A Polícia Federal (PF) e Receita Federal apreenderam documentos em Paulínia (SP), nesta quinta-feira (1º), durante uma operação deflagrada para buscar desarticular um esquema de lavagem de dinheiro envolvendo empresas de limpeza urbana. No total, 15 mandados de busca e apreensão foram apreendidos no estados de São Paulo e Minas Gerais. Segundo a PF, Paulínia abriga empresa de fachada utilizada no esquema.

As ações ocorreram nas cidades de São Paulo (9), Santos/SP (1), Paulínia/SP (1), Belo Horizonte (2) e Lamin/MG (2). A Operação Descarte foi realizada após informações passadas em delação premiada pelo doleiro Alberto Youssef no âmbito da Operação Lava Jato. E, a partir disso, os auditores da Receita e delegados da PF constataram indícios de alguns crimes, como lavagem de dinheiro e sonegação fiscal.

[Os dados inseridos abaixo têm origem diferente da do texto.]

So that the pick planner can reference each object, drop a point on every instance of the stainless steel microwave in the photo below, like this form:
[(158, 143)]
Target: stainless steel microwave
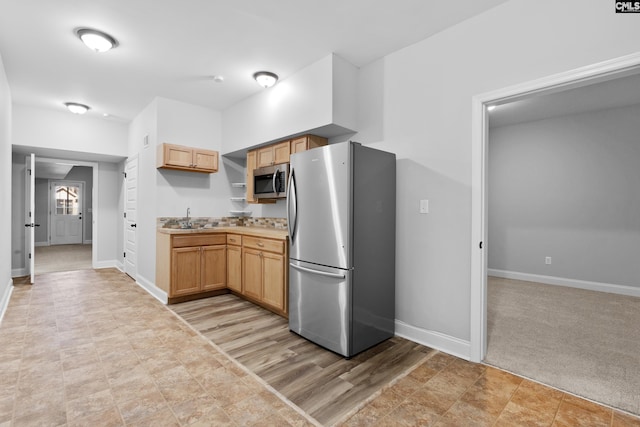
[(270, 182)]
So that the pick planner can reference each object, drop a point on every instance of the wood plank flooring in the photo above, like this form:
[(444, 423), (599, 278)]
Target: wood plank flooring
[(323, 384)]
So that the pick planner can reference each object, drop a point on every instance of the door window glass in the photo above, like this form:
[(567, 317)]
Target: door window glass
[(67, 200)]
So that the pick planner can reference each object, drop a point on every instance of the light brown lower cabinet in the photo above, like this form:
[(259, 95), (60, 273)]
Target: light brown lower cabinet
[(264, 272), (234, 262), (201, 265), (191, 265)]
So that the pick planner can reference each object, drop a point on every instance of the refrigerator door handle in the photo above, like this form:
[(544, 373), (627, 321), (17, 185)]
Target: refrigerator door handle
[(318, 272), (292, 202), (273, 181)]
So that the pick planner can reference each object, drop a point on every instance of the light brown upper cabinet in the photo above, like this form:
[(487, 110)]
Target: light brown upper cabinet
[(273, 154), (171, 156), (307, 142)]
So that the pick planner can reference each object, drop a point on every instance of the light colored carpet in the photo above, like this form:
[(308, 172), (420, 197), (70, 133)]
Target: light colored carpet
[(62, 258), (583, 342)]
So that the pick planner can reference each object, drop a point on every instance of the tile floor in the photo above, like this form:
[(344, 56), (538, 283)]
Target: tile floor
[(90, 348)]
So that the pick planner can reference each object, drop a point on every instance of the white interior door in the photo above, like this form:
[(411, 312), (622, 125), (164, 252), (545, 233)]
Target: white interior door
[(66, 212), (30, 209), (130, 225)]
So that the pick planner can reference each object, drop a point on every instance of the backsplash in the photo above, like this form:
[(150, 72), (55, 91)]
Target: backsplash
[(206, 222)]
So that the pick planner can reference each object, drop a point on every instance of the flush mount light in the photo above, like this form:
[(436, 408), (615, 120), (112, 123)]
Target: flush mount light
[(96, 40), (265, 78), (76, 108)]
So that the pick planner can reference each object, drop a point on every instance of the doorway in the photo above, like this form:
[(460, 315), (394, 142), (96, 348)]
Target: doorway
[(65, 196), (581, 77), (67, 206)]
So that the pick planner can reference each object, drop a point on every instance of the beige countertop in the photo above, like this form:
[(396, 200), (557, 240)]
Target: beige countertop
[(274, 233)]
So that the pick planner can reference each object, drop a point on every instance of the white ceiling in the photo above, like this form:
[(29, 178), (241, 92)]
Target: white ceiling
[(173, 48), (609, 93)]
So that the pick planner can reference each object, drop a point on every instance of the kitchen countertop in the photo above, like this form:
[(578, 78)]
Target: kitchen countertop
[(274, 233)]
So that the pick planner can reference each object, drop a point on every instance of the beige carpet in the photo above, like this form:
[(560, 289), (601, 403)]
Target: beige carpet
[(583, 342), (62, 258)]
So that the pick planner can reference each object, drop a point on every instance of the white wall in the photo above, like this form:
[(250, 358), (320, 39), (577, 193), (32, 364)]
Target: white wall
[(320, 94), (567, 188), (61, 130), (5, 189), (428, 90), (145, 124), (167, 192)]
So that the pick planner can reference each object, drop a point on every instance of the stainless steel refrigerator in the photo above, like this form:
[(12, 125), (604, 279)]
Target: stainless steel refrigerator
[(341, 216)]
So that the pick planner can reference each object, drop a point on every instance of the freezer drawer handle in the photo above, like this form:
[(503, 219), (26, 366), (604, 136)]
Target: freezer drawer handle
[(318, 272)]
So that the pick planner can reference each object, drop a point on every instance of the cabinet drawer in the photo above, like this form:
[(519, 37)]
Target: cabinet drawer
[(199, 240), (234, 239), (270, 245)]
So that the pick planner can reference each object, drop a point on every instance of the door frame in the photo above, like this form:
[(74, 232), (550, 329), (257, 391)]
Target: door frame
[(125, 221), (602, 71), (94, 200), (82, 185)]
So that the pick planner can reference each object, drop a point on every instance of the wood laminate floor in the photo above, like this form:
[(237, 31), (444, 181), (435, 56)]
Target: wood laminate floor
[(325, 385)]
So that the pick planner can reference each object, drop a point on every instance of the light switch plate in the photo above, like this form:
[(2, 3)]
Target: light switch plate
[(424, 206)]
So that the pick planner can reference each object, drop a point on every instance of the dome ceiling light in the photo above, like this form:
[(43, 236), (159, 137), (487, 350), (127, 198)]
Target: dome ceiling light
[(96, 40), (76, 108), (265, 79)]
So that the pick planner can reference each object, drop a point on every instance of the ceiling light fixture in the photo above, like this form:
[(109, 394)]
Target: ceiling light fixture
[(76, 108), (96, 40), (265, 78)]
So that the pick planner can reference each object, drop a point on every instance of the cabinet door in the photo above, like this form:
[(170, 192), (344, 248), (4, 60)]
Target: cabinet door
[(251, 165), (252, 273), (234, 268), (214, 267), (176, 155), (281, 152), (273, 277), (264, 156), (185, 271), (205, 159)]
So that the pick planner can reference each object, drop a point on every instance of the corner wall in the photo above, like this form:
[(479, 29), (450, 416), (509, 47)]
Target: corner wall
[(427, 95)]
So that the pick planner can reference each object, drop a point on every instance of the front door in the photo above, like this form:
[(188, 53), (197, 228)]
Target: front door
[(30, 189), (66, 212), (130, 225)]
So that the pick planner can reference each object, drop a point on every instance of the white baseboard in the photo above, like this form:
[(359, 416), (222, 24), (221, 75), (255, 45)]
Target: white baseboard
[(112, 263), (19, 272), (152, 289), (433, 339), (4, 298), (572, 283)]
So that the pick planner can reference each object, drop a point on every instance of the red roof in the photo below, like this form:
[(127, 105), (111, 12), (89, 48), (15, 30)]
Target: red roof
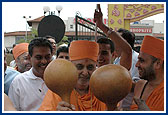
[(35, 20)]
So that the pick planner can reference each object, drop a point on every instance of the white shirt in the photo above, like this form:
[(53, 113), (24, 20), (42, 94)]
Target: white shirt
[(27, 91)]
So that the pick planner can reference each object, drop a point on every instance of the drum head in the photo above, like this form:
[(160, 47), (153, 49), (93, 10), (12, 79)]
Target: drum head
[(53, 26)]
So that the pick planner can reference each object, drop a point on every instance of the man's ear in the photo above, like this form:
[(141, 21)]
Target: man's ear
[(159, 64), (29, 57)]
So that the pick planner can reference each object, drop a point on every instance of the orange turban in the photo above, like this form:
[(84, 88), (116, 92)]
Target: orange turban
[(82, 49), (20, 49), (153, 46)]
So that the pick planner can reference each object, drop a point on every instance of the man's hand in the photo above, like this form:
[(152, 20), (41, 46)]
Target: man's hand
[(141, 105), (98, 17), (64, 106)]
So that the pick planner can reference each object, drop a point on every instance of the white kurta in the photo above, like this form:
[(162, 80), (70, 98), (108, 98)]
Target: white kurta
[(27, 91)]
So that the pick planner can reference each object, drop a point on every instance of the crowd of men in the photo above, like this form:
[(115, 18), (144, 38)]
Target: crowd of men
[(25, 89)]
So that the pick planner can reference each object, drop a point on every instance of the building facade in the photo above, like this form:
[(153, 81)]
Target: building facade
[(140, 28)]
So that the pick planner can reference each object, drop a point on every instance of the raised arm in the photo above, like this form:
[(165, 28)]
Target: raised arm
[(126, 55)]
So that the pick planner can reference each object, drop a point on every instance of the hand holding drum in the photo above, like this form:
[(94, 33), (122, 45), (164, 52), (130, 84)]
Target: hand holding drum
[(110, 84), (61, 76)]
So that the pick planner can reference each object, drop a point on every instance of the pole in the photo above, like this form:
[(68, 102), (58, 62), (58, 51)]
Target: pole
[(96, 25), (26, 30)]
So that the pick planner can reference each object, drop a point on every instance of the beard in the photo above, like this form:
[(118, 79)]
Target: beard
[(149, 73)]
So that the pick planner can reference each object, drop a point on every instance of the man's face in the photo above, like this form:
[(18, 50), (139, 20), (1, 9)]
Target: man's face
[(23, 62), (53, 45), (85, 68), (145, 67), (63, 55), (104, 56), (41, 57)]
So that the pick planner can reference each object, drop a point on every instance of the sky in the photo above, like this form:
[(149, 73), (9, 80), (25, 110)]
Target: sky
[(13, 12)]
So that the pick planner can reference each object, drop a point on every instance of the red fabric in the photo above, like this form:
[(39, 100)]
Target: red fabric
[(82, 49), (156, 100)]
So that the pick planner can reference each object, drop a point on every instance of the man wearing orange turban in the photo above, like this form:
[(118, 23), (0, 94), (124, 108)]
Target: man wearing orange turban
[(20, 53), (83, 54), (151, 69)]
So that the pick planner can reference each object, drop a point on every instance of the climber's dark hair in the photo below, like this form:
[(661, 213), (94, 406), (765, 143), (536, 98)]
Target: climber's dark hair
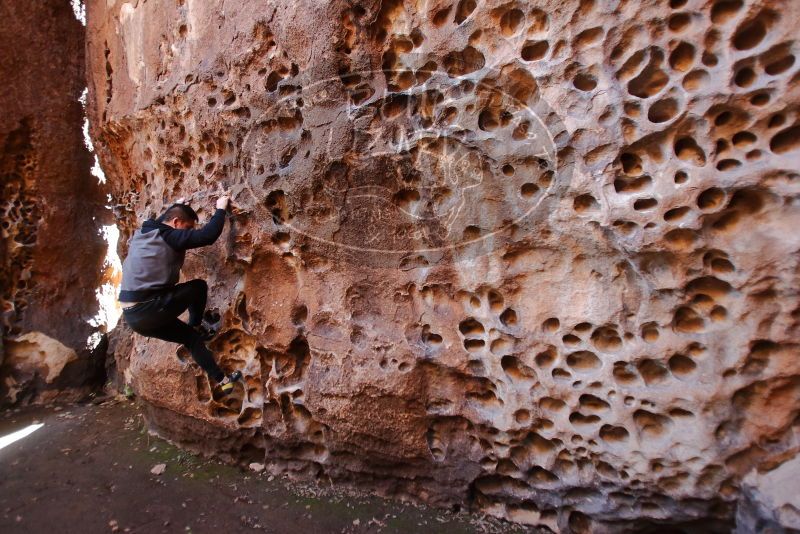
[(183, 212)]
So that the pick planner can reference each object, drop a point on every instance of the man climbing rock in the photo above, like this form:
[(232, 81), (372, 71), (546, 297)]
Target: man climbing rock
[(152, 299)]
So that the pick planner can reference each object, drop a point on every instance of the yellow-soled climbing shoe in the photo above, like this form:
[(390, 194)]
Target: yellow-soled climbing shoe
[(227, 385)]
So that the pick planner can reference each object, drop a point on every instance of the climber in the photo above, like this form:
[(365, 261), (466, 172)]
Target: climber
[(152, 299)]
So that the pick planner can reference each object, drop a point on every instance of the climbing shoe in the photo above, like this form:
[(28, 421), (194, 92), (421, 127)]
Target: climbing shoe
[(226, 386)]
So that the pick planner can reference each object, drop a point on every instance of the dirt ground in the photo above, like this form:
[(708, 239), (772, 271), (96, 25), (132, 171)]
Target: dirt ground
[(88, 469)]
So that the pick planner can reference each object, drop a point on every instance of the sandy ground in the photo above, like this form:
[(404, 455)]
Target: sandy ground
[(88, 469)]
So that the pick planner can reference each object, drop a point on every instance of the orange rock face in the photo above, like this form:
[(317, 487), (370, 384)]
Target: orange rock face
[(51, 249), (538, 258)]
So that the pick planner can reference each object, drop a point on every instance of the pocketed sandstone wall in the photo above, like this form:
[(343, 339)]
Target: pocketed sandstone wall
[(534, 257), (51, 209)]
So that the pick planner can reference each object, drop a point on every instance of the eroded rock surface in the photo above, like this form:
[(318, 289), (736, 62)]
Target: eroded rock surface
[(51, 207), (535, 257)]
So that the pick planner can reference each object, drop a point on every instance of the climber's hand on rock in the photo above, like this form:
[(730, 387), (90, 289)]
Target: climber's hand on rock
[(222, 201)]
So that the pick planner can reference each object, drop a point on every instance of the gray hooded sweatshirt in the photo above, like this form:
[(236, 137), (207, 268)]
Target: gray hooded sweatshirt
[(155, 256)]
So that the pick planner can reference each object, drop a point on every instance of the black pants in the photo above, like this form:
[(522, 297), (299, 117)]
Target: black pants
[(159, 318)]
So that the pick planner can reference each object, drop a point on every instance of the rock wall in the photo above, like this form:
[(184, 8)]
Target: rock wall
[(537, 258), (51, 208)]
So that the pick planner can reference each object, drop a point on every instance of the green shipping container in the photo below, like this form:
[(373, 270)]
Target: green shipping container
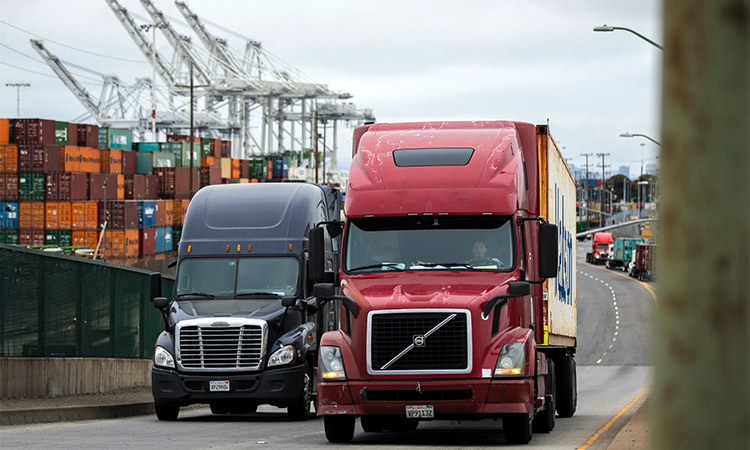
[(119, 139), (103, 138), (148, 147), (63, 238), (9, 236), (206, 147), (31, 186), (171, 147), (183, 160), (61, 133), (163, 159)]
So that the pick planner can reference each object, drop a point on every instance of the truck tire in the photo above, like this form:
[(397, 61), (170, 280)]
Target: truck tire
[(517, 428), (339, 429), (166, 412), (544, 422), (567, 390), (301, 409)]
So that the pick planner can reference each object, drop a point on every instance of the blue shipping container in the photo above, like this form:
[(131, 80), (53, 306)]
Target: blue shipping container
[(8, 214), (168, 239), (146, 214), (160, 240)]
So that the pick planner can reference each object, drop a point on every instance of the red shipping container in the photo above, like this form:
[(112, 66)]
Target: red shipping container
[(88, 136), (97, 186), (31, 215), (152, 186), (79, 186), (8, 158), (210, 175), (34, 131), (147, 241), (129, 162), (8, 186), (30, 237), (122, 214)]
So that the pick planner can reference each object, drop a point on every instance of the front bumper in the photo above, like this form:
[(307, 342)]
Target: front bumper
[(279, 387), (454, 398)]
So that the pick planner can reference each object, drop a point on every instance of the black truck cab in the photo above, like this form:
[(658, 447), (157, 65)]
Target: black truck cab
[(241, 328)]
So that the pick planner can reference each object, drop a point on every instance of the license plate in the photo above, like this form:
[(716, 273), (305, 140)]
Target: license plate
[(218, 386), (420, 412)]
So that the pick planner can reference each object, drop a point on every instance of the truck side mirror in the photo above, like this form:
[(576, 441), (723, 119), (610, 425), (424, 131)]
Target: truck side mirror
[(324, 291), (160, 303), (154, 285), (316, 259), (519, 289), (547, 250)]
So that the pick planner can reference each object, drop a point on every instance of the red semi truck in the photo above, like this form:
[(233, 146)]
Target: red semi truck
[(457, 281)]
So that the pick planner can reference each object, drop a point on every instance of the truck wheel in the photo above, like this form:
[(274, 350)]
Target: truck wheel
[(301, 409), (339, 429), (166, 412), (517, 428), (544, 422), (567, 390)]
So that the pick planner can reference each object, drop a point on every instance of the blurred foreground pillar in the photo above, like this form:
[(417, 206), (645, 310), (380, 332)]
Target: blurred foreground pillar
[(701, 335)]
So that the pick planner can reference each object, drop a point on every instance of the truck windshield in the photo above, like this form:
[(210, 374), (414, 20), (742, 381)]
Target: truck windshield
[(429, 243), (237, 277)]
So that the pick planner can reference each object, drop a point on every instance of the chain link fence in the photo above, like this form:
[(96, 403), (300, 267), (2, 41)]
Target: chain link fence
[(54, 305)]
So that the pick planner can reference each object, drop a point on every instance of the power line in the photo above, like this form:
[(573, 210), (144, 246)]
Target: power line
[(71, 47)]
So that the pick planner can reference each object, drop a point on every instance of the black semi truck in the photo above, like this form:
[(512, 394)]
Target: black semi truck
[(241, 328)]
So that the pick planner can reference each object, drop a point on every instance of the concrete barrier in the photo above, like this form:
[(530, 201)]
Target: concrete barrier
[(52, 377)]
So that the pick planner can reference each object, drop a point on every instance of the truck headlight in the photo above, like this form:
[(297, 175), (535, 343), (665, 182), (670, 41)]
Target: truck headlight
[(511, 361), (163, 358), (284, 355), (331, 363)]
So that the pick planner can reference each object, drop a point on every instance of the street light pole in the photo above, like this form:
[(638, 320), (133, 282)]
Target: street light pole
[(607, 28), (18, 87), (641, 135)]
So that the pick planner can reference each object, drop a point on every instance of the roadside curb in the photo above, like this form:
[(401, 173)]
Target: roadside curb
[(65, 414)]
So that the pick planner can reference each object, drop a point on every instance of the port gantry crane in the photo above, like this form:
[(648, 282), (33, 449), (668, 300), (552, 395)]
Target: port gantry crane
[(243, 87)]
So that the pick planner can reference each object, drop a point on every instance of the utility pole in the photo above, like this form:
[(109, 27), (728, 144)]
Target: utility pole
[(601, 200), (586, 187), (18, 87)]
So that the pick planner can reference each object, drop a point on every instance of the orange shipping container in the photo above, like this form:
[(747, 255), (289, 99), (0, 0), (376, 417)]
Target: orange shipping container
[(170, 212), (90, 160), (84, 238), (58, 216), (121, 187), (8, 158), (131, 243), (111, 161), (4, 131), (70, 158), (31, 215)]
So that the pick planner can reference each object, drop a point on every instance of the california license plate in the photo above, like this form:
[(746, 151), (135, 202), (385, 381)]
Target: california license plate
[(420, 412), (218, 386)]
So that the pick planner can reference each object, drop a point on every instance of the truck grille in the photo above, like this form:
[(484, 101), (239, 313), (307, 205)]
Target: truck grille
[(419, 341), (227, 347)]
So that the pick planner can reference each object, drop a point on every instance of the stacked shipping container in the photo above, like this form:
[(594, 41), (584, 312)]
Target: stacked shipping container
[(60, 183)]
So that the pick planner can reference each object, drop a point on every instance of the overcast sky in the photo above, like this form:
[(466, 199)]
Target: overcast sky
[(406, 60)]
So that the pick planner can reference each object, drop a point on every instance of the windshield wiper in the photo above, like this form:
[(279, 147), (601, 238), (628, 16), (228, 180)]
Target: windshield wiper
[(394, 266), (463, 265), (258, 294), (197, 294)]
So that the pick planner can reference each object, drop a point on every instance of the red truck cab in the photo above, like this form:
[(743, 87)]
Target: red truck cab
[(441, 284)]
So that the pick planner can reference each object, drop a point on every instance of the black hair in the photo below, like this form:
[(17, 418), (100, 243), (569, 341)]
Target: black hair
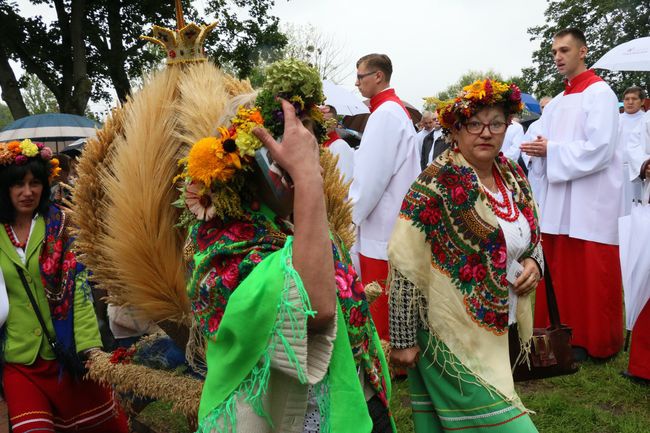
[(635, 89), (575, 33), (380, 62), (12, 174)]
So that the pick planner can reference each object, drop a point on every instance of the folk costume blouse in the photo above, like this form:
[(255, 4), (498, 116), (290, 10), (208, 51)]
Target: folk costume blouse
[(251, 305), (450, 248), (59, 285)]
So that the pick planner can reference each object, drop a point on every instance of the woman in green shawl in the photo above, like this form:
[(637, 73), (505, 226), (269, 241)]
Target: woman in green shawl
[(290, 345), (464, 256)]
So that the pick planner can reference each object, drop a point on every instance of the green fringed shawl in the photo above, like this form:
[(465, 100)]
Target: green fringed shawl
[(239, 358)]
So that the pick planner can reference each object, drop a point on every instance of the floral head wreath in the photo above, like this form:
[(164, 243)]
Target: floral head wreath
[(476, 96), (214, 171), (21, 152)]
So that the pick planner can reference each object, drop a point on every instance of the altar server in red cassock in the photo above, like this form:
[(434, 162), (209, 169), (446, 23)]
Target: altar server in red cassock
[(577, 167), (385, 165)]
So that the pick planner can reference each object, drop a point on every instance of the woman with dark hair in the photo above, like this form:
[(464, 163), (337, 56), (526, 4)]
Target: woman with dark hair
[(51, 324), (464, 256)]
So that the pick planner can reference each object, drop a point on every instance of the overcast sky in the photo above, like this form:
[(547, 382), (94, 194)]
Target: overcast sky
[(430, 42)]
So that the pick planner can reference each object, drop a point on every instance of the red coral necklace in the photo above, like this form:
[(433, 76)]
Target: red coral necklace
[(15, 242), (511, 211)]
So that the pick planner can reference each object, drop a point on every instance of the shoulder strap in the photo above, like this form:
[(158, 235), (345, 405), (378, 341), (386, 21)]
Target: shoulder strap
[(32, 301), (551, 301)]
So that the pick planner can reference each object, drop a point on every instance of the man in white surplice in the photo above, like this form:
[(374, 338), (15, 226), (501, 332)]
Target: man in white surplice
[(577, 170), (628, 122)]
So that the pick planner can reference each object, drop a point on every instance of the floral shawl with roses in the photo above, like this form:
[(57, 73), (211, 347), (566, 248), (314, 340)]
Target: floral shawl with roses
[(59, 270), (227, 252), (448, 244)]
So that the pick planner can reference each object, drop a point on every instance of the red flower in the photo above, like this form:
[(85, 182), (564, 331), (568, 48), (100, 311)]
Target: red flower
[(479, 272), (215, 320), (49, 266), (344, 283), (449, 180), (430, 216), (228, 270), (240, 231), (459, 195), (465, 273), (499, 257), (70, 262), (474, 259)]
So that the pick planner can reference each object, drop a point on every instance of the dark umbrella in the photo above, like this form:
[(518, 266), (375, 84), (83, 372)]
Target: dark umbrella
[(53, 129)]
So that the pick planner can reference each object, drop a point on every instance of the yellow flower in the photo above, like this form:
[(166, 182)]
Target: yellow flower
[(247, 143), (476, 90), (202, 161), (28, 148)]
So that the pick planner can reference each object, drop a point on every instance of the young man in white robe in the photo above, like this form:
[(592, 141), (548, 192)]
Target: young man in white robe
[(629, 120), (577, 170), (385, 165)]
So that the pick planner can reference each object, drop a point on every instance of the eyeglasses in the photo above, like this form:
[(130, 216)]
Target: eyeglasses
[(495, 127), (362, 76)]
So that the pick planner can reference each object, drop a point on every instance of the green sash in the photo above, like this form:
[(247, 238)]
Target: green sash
[(239, 358)]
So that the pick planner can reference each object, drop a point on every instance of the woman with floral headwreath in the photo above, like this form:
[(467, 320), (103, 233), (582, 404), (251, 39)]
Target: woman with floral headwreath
[(290, 343), (464, 257), (36, 259)]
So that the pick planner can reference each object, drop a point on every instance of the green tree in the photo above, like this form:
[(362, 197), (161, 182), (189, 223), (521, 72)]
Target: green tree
[(38, 98), (467, 78), (5, 116), (94, 45), (606, 24)]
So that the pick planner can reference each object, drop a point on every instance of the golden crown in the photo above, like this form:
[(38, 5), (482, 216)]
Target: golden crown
[(183, 45)]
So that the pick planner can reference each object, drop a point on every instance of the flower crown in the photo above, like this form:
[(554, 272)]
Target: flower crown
[(476, 96), (214, 171), (19, 153)]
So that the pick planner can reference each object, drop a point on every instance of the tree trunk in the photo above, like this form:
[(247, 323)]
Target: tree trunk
[(10, 89), (117, 52), (82, 86)]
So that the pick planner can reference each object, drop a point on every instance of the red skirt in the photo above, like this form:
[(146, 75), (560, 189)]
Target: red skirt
[(639, 365), (589, 291), (377, 270), (38, 400)]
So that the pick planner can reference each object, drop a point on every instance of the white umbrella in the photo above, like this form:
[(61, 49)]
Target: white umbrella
[(634, 236), (345, 102), (633, 55)]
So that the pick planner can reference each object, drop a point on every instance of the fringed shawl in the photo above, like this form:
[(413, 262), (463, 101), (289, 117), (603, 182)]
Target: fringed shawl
[(448, 243)]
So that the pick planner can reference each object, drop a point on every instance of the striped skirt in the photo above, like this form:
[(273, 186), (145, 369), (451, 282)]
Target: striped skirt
[(38, 400), (443, 402)]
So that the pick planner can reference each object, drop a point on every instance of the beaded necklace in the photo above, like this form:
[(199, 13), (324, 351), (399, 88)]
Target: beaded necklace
[(12, 237), (510, 210)]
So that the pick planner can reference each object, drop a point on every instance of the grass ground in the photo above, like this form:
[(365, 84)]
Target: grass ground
[(594, 400)]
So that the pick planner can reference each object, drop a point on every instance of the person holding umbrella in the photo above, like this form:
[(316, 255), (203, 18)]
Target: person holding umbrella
[(51, 318)]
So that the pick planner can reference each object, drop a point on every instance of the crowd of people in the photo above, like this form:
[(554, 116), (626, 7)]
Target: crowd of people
[(454, 222)]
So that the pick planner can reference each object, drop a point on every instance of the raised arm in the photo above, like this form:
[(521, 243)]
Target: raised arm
[(312, 248)]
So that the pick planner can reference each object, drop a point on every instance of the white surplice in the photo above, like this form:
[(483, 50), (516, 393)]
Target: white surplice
[(385, 165), (627, 124), (579, 183)]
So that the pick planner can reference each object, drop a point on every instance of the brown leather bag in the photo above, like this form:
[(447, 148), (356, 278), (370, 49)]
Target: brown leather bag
[(551, 353)]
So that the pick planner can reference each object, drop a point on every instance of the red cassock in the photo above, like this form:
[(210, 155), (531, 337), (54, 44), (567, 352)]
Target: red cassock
[(377, 270), (38, 399), (639, 365), (588, 286)]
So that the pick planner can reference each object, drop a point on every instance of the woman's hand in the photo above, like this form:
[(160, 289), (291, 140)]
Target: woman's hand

“Todo o patrimônio que os principais chefes da organização criminosa adquiriam eles colocavam em nome de terceiros. A operação foi para tentar buscar documentos para comprovar essa situação”, revelou o analista fiscal Flavio Correa Prado

“Em Paulínia foi pra obter documentos adicionais, inclusive, para identificar qual a participação de pessoas que estão nessas empresas de coletas de lixo, o quanto cada pessoa sabia em relação a esse esquema”, acrescentou.

Como funcionava o esquema

De acordo com a PF, algumas empresas se uniram para comprar com notas falsas produtos de limpeza que seriam fornecidos ou que deveriam se fornecidos pelo consórcio contratado pela Prefeitura de São Paulo para fazer o serviço de limpeza da cidade. Mas, na verdade, esses produtos eram fictícios, não eram adquiridos, mas isso fazia com que as despesas da empresa aumentassem e, então, ele conseguiam abater isso do Imposto de Renda.

Ou seja, com esse dinheiro que era sonegado era possível que essas pessoas que usavam essas empresas de fachada e “laranjas”, pessoas que de fato não eram donas dessas empresas, adquirissem bens de luxo, ainda segundo a polícia.
Servidores públicos

Com o material retido, a PF quer identificar se servidores públicos também estariam envolvidos neste esquema. Não há confirmação, mas essa possibilidade não é descartada.